God Mage (14 page)

Read God Mage Online

Authors: D.W. Jackson

Tags: #magic, #wizard, #mage, #cheap, #mage and magic, #wizadry

Bren opened his eyes, and his head rang out
with an immense pain as the light from the small window assaulted
his eyes. He found himself in a small room with only one bed and
Faye asleep as she lightly held his hand. “How long had she sat
like that?” Bren asked himself as he tried to move. His whole body
ached as soon as he so much as moved a finger. He tried to speak,
but his voice was dry and raspy, and his throat felt as if he had
been drinking sand.

Even though he had barely moved, Faye’s eyes
shot opened. At first she just looked at him but when she noticed
that his eyes were open, she jumped to her feet and ran from the
room like a startled cat. She reappeared a moment later with Cass
and Lillian trailing behind her.

“Nice to have you back,” Cass said in his
normal dreary tone. “The lead we had against the Brotherhood has
vanished, but everyone did get a good rest.”

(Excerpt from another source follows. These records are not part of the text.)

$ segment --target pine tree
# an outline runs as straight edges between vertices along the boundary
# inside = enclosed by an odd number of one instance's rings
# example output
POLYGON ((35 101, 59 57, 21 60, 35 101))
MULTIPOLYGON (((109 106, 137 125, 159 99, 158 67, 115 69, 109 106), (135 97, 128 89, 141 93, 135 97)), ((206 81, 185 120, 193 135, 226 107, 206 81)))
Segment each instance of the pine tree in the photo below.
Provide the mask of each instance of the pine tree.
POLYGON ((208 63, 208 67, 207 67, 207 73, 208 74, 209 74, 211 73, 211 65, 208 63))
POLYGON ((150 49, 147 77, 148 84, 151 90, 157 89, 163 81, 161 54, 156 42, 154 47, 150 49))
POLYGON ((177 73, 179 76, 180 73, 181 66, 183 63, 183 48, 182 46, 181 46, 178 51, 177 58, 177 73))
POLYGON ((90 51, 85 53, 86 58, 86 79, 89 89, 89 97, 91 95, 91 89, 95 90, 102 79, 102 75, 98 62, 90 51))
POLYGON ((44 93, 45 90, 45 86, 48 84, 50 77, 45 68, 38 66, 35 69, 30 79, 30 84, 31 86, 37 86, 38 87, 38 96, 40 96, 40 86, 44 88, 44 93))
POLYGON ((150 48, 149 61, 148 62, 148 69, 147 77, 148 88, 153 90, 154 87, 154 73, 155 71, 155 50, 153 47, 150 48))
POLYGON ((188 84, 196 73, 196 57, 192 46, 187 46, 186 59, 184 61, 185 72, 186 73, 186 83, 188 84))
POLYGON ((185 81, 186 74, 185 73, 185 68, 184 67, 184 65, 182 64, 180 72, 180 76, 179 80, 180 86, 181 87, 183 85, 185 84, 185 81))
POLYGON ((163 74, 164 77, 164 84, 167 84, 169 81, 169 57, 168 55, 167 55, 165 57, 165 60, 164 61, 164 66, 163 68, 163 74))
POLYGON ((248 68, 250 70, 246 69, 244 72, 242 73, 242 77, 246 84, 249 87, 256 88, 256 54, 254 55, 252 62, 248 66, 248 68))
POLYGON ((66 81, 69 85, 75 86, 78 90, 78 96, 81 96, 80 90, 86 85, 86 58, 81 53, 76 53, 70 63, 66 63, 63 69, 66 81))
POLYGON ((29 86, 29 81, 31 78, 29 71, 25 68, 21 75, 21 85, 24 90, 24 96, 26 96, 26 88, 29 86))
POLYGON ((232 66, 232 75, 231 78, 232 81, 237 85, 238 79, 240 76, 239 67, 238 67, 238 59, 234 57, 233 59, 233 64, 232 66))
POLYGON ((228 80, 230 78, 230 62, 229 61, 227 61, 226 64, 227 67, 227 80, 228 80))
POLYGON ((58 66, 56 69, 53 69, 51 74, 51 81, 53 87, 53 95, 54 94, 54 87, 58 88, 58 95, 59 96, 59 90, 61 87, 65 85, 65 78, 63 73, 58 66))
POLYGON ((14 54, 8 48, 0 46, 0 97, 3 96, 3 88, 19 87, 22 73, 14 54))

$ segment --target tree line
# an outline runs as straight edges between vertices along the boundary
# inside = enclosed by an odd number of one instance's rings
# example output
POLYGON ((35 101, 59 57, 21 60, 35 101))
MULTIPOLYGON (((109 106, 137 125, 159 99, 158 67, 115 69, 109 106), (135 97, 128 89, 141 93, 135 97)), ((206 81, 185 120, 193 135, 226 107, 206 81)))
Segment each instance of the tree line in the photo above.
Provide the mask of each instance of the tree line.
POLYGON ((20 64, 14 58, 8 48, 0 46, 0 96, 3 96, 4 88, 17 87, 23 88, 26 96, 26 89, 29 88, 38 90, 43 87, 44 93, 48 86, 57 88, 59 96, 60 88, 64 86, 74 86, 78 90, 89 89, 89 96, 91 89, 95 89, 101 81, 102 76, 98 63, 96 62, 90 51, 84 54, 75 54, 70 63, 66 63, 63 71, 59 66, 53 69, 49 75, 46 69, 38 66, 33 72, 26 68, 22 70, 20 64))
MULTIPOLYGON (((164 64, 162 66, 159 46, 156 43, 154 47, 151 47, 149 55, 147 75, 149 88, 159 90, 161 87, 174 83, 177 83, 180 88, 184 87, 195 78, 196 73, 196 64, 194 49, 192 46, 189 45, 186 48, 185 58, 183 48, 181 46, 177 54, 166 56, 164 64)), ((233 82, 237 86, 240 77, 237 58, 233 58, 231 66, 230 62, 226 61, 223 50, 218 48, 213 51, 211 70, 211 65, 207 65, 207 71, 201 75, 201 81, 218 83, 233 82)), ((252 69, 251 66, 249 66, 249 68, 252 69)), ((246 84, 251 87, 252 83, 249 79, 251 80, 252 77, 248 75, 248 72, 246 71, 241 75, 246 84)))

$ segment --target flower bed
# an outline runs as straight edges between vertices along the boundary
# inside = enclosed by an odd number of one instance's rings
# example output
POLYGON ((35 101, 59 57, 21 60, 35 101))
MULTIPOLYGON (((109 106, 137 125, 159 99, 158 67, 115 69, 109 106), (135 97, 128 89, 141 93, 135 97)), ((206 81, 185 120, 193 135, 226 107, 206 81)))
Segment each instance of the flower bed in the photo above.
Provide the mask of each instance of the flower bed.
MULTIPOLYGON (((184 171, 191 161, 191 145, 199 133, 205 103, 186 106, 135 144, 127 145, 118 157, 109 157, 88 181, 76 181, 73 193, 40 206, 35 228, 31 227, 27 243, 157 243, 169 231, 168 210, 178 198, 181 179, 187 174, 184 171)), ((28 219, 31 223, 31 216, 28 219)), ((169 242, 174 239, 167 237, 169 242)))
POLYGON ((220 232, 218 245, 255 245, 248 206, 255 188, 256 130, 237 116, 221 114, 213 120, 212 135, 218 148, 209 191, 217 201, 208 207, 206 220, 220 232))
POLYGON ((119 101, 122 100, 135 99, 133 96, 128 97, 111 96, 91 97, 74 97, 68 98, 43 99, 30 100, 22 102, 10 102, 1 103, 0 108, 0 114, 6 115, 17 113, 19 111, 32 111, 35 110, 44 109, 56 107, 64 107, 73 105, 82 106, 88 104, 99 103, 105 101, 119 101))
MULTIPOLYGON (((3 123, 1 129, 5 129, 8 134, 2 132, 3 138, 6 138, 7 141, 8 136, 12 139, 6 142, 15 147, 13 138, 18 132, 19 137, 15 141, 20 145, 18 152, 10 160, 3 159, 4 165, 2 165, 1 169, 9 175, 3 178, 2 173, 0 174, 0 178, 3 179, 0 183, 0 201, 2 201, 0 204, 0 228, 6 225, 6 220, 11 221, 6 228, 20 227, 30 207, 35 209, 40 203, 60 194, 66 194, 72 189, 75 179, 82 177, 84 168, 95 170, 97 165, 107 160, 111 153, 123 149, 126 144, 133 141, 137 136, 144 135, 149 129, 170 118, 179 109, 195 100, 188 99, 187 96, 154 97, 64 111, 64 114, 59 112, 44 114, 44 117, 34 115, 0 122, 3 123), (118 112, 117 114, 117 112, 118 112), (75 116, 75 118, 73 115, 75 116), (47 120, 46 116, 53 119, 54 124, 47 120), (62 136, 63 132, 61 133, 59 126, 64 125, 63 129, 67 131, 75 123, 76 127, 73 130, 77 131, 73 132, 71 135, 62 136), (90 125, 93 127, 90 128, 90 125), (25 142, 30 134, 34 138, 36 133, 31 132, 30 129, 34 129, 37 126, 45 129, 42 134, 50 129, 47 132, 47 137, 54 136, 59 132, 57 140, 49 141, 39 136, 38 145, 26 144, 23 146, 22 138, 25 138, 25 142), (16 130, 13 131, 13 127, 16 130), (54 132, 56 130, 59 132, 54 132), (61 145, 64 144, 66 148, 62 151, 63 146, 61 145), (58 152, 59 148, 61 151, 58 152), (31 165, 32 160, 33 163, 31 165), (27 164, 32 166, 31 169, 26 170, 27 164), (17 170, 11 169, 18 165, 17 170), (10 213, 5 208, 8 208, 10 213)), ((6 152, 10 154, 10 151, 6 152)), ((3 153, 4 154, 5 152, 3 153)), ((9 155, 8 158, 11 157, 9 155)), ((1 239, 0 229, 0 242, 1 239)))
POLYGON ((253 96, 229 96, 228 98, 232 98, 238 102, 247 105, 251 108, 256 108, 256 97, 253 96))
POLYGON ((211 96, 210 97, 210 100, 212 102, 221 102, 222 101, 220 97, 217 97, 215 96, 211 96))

“How long have I been out?” Bren asked as he
once again futilely tried to sit up.

“A little less than three days,” Lillian said
pushing past Cass. “And what he doesn’t need is to be reminded that
someone is after us. Forcing him to move before he is ready will
only make it worse in the long run.” The look Lillian gave Cass
made the man, who stood more than a foot taller than her, take a
step back and raise his arms in defense.

Lillian looked at his eyes then checked his
head. He could even feel her probing him with magical energy, which
surprised him and hurt at the same time. He had known Lillian for
some time now, but he could only remember a few times when she
actually used magic. “His fever is down, but all his muscles were
ripped and torn from putting too much pressure on them.”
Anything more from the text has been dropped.